Later, I descended to the inn-yard and took the time to savor the cool night air, still with the promise of coming poor weather but not yet heavy with it. I liked such nights.

I liked them the more when the stranger emerged from the inn's side door, alone.

"Good evening, milord," I greeted him. "What, has that been all the time Claudia could offer you?"

He frowned.

"On the contrary, it took longer than I'd hoped to free myself of her. I'd intended to come see you sooner."

My eyes widened, and my heart sang. Would I repeat those words to Claudia, or celebrate my triumph in silence? But that was for tomorrow night! Now, I flew to him, crossing the inn-yard with seemingly nary a step, pressing myself against him. Ah, but he was hard and strong despite his slender form, and how the power thrummed through him! I'd never wanted anyone like this, not ever! I had no control at all; my eyeteeth were out, my Hunger rising even though I'd just glutted it on the blood of the two laborers. He was far too intoxicating to resist, the spice of mortality mixed with the richness of true power in a way I'd never felt. Better than human, better than vampire.

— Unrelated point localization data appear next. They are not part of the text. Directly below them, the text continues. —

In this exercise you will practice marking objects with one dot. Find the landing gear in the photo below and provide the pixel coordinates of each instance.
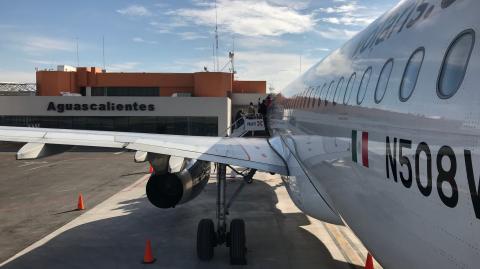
(237, 246)
(206, 240)
(235, 239)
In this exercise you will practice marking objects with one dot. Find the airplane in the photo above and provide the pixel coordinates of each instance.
(382, 135)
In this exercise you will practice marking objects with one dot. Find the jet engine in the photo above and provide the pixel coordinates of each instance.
(165, 189)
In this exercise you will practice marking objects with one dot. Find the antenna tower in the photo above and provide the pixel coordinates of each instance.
(78, 58)
(216, 37)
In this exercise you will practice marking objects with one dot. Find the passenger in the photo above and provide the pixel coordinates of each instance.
(269, 101)
(251, 111)
(263, 111)
(238, 119)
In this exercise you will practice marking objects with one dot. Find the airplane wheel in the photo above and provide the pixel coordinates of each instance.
(237, 242)
(205, 239)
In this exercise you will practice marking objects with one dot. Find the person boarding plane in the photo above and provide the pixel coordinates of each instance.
(383, 135)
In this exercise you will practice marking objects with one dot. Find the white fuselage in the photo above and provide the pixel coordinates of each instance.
(401, 170)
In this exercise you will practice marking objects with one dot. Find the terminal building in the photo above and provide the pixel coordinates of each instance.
(167, 103)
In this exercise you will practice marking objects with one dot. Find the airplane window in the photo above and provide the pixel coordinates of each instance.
(310, 96)
(330, 92)
(383, 81)
(317, 95)
(410, 75)
(338, 91)
(323, 94)
(455, 64)
(349, 88)
(362, 90)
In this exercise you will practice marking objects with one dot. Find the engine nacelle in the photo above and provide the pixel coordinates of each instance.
(171, 189)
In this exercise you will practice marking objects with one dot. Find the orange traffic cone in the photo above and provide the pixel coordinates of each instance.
(369, 262)
(80, 205)
(148, 257)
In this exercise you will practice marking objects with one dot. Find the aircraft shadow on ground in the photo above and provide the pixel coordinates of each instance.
(274, 239)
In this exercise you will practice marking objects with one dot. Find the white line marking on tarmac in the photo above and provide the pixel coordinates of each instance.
(88, 216)
(31, 163)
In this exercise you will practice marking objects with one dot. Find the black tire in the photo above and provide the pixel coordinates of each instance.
(238, 249)
(205, 239)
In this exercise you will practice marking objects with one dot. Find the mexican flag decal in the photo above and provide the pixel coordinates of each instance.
(360, 147)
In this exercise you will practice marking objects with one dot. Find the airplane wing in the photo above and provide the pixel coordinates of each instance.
(253, 153)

"It's true, isn't it?" I murmured as I ripped at his collar with two-inch nails. "You're him, aren't you?" My tongue traced the throbbing artery in his throat. "Prince Adrian, son of our Master!"


Pain. It was a spear through my belly, hot and bright. I staggered away from him, fumbled weakly at the knife-hilt I found protruding from my abdomen, and managed to pull the silver-inlaid dagger from the wound.

"What! Who--?" I gasped.

"Your friend took too long to kill," he said grimly. "My failure cost your victims their lives."

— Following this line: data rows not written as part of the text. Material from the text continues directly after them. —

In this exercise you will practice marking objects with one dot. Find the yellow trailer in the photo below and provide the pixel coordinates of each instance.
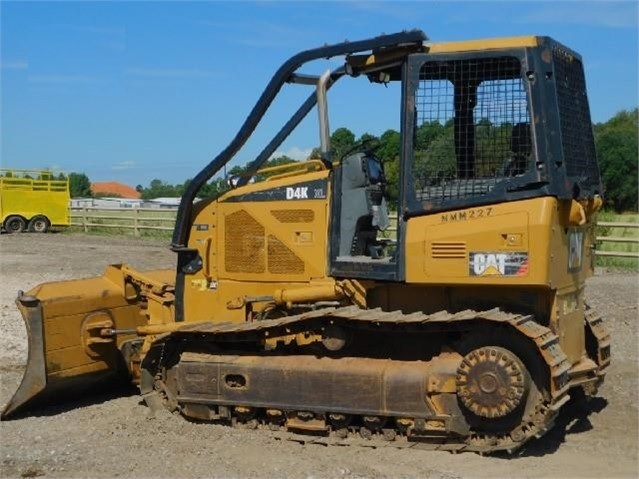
(33, 199)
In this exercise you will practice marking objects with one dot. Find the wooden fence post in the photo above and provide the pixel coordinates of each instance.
(136, 218)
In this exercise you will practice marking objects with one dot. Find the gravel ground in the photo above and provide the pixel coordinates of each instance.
(112, 435)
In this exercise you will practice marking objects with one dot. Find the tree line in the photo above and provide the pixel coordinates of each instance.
(616, 142)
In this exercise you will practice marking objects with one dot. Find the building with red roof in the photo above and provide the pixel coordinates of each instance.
(114, 188)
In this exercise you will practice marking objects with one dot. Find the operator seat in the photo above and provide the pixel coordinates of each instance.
(364, 210)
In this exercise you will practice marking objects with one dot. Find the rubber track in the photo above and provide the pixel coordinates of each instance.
(546, 342)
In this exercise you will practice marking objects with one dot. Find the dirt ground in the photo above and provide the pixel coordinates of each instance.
(112, 435)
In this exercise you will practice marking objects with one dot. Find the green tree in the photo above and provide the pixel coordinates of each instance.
(79, 185)
(388, 150)
(342, 140)
(159, 189)
(617, 142)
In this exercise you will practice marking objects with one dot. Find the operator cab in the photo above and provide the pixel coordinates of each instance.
(364, 210)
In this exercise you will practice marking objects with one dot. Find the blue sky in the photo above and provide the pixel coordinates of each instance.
(131, 91)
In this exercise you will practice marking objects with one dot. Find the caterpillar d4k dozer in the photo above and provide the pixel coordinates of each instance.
(292, 310)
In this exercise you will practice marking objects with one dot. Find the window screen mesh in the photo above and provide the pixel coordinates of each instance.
(574, 117)
(473, 127)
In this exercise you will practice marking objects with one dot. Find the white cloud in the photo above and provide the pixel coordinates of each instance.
(123, 165)
(294, 153)
(15, 65)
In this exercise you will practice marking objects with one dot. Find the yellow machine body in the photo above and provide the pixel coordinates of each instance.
(469, 327)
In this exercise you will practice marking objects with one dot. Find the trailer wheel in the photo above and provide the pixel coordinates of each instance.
(15, 224)
(39, 224)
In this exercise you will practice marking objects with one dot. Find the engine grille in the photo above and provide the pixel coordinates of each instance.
(244, 248)
(281, 260)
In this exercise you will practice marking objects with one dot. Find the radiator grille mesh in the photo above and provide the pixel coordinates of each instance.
(244, 250)
(281, 259)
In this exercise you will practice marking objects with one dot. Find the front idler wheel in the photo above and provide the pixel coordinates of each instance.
(39, 224)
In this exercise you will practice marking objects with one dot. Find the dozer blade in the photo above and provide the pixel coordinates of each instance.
(72, 345)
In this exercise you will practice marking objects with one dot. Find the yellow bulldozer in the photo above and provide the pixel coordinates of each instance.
(299, 306)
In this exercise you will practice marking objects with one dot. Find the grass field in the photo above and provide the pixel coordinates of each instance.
(619, 247)
(145, 223)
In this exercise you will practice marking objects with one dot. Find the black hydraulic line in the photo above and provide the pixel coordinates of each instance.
(286, 130)
(181, 231)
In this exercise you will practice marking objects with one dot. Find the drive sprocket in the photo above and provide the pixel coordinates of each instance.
(492, 382)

A hunter, then. The holy silver was lesson enough without his words, and there were always hunters if one was careless. But that explained nothing, not the power that I could feel emanating from his blood without even tasting it.

He swept the long hem of his coat back, reaching for what was concealed there, hanging on his hip. Then I understood.

Did I know that chain-linked whip? Does the witch not know the stake and pyre, the bandit the rope, the traitor the headsman's axe?

"Belmont!" I shrieked. Was it rage or terror? Did I wish to rip him apart with my talons, or flee into the darkest, deepest patch of night? I had no idea.

"Juste," he acknowledged, even as the whip's spiked head lashed out to claim me.